Точно так же в заключительном эпизоде, который полностью посвящен раздумываниям Марион Блум (чей символ Земля) отсутствует соотнесённость с каким-либо Ремеслом/Искусством, ибо она является воплощением самой Природы – противоположностью искусству.
Надо ещё обратить внимание на симметричность технической структуры:
A.
Прелюдия из трех эпизодов (соответствует Телемахии в ОДИССЕЕ), а в них применена следущая техника исполнения:
- повествование (младое),
- катехиз (личностный),
- монолог (мужской).
B.
Центральный раздел (сама одиссея) – развитие темы заканчивается сценой в борделе, написаной в драматической форме и являющейся кульминацией произведения.
C.
Финал (Возвращение) – три эпизода уравновешивающие прелюдию исполненные в такой технике:
- повествование (старческое),
- катехизис (безличностный),
- монолог (женский).
Центральный эпизод из всех восемнадцати (Блуждающие Скалы) сам разбит на восемнадцать коротких частей различных по теме и технике исполнения, и все они смыкаются в единый эпизод посредством любопытного технического приёма и, таким образом, представляют в миниатюре структуру всего целого.
Каждый эпизод в отдельности имеет свой внутренний ритм, а в Сиренах, одном из самых замечательных по ритмике эпизодов, проведена даже особая музыкальная аналогия – он построен по канонам фуги.
В эпизоде Быки Солнца, стиль которого представляет собой лингвистическое отображение внутриутробного развития эмбриона, идёт постоянно нарастающий приток оживлённости, который заканчивается словесной свистопляской крутых фраз, жаргона, божбы и междометий.
Было бы величайшим заблуждением смешивать произведения Джеймса Джойса с продукцией школы сюрреалистов – они творят по методу "раззудись рука, размахнись плечо", дабы довести себя до состояния автоматического писания – что рука напишет, то и ладно, пересмотру не подлежит.

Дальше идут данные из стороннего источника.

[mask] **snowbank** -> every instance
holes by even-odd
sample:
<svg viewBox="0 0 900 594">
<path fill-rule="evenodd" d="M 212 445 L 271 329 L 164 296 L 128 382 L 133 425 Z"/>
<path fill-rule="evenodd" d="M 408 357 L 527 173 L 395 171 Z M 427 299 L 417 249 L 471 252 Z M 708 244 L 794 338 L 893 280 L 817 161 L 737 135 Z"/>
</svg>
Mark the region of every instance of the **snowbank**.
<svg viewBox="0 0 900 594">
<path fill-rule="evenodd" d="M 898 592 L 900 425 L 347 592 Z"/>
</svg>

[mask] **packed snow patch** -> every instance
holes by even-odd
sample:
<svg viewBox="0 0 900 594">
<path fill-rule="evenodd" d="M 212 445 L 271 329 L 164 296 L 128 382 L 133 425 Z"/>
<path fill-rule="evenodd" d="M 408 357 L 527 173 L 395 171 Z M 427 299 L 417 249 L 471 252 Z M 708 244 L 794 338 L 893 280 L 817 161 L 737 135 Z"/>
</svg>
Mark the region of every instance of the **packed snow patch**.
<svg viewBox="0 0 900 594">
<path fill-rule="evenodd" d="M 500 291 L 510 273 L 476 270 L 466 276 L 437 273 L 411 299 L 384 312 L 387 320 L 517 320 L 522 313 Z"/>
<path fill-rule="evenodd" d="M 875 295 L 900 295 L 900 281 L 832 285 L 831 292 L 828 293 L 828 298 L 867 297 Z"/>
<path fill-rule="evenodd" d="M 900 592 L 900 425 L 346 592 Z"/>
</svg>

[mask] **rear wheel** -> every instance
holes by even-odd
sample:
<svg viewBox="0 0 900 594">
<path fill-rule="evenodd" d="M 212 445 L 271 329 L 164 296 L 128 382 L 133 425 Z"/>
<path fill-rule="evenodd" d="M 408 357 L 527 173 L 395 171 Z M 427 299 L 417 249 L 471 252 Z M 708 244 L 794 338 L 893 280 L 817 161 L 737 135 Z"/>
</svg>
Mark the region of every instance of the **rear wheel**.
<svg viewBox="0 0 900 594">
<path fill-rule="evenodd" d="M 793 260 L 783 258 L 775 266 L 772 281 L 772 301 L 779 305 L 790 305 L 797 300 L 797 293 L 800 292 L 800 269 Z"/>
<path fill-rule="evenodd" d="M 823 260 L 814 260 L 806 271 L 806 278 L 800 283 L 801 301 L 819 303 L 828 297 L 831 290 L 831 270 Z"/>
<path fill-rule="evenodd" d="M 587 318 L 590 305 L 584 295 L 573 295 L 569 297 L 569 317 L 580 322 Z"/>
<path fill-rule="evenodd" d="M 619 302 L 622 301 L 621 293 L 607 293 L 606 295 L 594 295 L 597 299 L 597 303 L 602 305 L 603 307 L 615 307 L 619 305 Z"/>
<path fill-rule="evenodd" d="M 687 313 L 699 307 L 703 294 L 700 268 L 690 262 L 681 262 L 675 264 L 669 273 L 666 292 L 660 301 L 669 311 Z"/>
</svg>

Предполагать будто изображение подсознания – дело рук самого подсознания, или будто для описания состояния опьянения нужно самому нахрюкаться – наивная простота неискушённых душ.
Джеймс Джойс, в сущности, последователь великой традиции идущей от Гомера; как и его предшественники, своё произведение, при всей буйности и кажущейся неупорядоченности последнего, он подвергает правилам столь же суровой дисциплины, как у греческих драматургов.
И не зря он отсидел две лекции по медицине – взаимоувязки в УЛИСЕ далеко превосходят классическую триаду (единство времени, места и действия); они столь же разветвлены и, вместе с тем, симметричны, как искусное устройство нервов и кровеносных сосудов пронизывающих живой организм.